The lives of New York City’s 408,000 public housing residents will be getting a bit greener over the coming years if Mayor Bloomberg and a commissioner of the New York City Housing Authority have their way. As part of Mayor Bloomberg’s broad PlaNYC initiative — a detailed environmental blueprint to reduce the city’s carbon emissions by 30 percent by 2030 — NYCHA Commissioner Margarita Lopez has been appointed as the authority’s first environmental coordinator.
Responsibilities of the new position include setting attainable environmental goals for the 13,000-employee agency and implementing programs to meet them. The specifics of how that will happen are set to be unveiled next month. A city councilwoman representing the Lower East Side from 1998 to 2005 and NYCHA board member for more than a year, Lopez describes herself as an activist with a progressive green agenda.
She says there’s plenty of room for environmental progress in NYCHA’s massive real estate holdings, even though its Energy Department has been researching and implementing environmentally sustainable practices for years. “Nobody has ever done things like this on this scale. What NYCHA does will impact private developers’ understanding of how to reduce energy consumption,” Lopez said.
Because of the scale of NYCHA’s residential portfolio, its green efforts have been and will continue to be monitored by other housing authorities across the country and other housing developers in the city. NYCHA is the second largest landlord in the country, behind the U.S. Army, and with housing stock ranging from 30 to 70 years old, many developers will be able to look to NYCHA for affordable ways to retrofit green technology and practices.

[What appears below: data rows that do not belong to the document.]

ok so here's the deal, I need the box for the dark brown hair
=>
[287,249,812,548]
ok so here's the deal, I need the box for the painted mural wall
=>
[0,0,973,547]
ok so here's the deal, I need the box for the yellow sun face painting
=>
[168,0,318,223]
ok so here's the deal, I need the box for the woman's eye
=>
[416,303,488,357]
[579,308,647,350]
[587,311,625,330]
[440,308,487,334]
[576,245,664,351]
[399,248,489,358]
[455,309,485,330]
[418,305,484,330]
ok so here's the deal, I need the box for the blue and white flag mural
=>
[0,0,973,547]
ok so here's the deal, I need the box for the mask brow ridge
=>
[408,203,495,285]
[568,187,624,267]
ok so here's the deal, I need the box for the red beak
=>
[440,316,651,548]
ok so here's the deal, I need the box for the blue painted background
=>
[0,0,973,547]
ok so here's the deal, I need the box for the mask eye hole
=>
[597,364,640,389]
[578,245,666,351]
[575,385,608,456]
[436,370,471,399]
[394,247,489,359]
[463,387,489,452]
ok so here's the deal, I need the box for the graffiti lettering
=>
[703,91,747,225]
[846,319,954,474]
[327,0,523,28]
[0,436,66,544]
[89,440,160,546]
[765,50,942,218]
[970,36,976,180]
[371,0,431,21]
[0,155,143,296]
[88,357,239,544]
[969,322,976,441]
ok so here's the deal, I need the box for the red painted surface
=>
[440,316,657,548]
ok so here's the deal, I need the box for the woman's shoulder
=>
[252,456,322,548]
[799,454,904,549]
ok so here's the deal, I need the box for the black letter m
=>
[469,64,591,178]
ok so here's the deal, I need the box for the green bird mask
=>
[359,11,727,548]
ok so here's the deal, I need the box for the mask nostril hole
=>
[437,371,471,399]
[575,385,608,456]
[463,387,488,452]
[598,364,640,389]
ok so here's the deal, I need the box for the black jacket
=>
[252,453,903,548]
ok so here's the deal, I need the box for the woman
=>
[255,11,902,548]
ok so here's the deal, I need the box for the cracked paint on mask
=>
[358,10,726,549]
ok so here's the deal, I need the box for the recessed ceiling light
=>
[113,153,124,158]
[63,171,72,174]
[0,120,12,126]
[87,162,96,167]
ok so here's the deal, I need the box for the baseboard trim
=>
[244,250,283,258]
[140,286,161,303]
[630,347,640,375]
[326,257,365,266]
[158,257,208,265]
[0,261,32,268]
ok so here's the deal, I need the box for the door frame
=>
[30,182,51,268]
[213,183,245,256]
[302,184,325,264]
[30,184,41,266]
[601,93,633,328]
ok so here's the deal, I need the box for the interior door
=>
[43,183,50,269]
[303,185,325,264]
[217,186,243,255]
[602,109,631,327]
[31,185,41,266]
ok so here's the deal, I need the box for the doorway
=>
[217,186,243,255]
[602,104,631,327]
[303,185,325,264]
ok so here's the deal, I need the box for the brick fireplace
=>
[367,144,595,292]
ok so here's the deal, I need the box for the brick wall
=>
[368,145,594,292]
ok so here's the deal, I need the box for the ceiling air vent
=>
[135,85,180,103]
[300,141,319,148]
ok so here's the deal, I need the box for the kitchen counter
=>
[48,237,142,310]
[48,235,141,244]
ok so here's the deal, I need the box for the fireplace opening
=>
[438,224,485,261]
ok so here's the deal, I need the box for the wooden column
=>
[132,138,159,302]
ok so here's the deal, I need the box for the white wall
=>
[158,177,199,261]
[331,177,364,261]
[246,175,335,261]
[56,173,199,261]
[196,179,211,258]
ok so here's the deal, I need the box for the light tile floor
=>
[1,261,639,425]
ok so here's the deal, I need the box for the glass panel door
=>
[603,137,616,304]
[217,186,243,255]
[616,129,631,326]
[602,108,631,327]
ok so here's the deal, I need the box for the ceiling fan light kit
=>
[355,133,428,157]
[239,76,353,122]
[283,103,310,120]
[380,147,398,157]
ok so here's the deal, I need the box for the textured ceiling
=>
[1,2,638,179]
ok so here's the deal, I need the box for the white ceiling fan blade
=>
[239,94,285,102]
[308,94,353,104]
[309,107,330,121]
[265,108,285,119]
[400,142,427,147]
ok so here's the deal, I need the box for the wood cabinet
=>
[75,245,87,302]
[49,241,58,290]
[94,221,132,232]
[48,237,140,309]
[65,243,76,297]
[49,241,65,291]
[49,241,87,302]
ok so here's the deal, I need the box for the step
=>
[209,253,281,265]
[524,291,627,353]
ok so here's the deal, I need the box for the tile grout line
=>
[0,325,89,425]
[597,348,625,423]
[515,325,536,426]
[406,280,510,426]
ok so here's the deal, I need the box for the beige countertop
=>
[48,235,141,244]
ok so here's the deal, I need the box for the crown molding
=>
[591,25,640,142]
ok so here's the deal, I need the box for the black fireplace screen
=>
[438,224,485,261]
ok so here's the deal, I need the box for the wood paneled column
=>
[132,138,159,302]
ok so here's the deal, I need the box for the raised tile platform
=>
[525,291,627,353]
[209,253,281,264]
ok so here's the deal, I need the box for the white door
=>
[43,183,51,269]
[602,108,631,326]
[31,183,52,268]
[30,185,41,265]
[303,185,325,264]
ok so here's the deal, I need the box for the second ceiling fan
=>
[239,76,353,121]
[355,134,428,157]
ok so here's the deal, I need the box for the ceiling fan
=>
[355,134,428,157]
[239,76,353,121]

NYCHA started down the road of energy efficiency well before PlaNYC was announced in April. “NYCHA is a model for other housing agencies. They knew the energy consumption rate per square foot for all of their buildings 15 years ago; long before any other private or government entity knew things like that,” says Andrew Padian, a senior housing specialist in the NYC office of Steven Winter Associates, a national architecture and engineering firm that specializes in energy efficient multi-family housing.
This past spring, for example, NYCHA partnered with the New York Power Authority, a state-owned low-cost power provider, to kick off a $64 million program that will ultimately install energy-saving hot water heaters in about one-fifth of NYCHA’s 2,644 residential buildings. A pilot program was recently launched by NYCHA to replace 12,000 standard lightbulbs with the more energy efficient compact fluorescent lamps (CFLs) in two Brooklyn housing developments. The Con Edison Electricity Demand Reduction Program is subsidizing the cost of the new bulbs. Changing those 12,000 bulbs is expected to reduce carbon emissions by approximately 366,000 pounds a year. And Lopez notes the authority is also looking into purchasing new energy-efficient refrigerators.
While the authority’s website highlights the enthusiasm of one of its residents at the prospect of getting the new lightbulbs in her home, not every NYCHA resident is excited by the agency’s sustainability efforts.
Tyrone, a 28-year-old resident of Manhattan’s Alfred E. Smith Houses who did not want to supply his last name, thinks NYCHA has more important things to spend money on than energy efficiency. “That money would be better spent on fixing these elevators that break everyday,” Tyrone said last week at the complex in lower Manhattan. “My grandmother is in a wheelchair. She can’t get up and down those steps.”
Another Alfred E. Smith resident, 40-year-old Shavone Goodwin agreed. “They should be spending money on keeping this place up,” Goodwin said.
Some say that using energy efficient appliances will ultimately help get residents the improvements they are looking for. “Owners who use energy efficient appliances and use proper insulation will save money,” says Gita Nandan, president of the board of GreenHomeNYC, a nonprofit seeking to spread the use of sustainable building practices among builders, homeowners and residents. “That money can be used to fix things in the building, and tenants will have lower utility bills.”
Others worry that in the face of its $225 million deficit, NYCHA can’t afford the short-term costs of replacing aging refrigerators, stoves and water heaters. But Lopez contends that many of the initiatives she will spearhead as part of her new position will not necessarily cost NYCHA money.
“There will be some creative financial decisions. NYCHA might not put in any of the upfront money. We have partnered with other companies and agencies before and we will definitely look into that for our new programs,” says Lopez. She’s excited about working with NYCHA residents, as she says their being conscientious energy users is critical to meeting PlaNYC goals.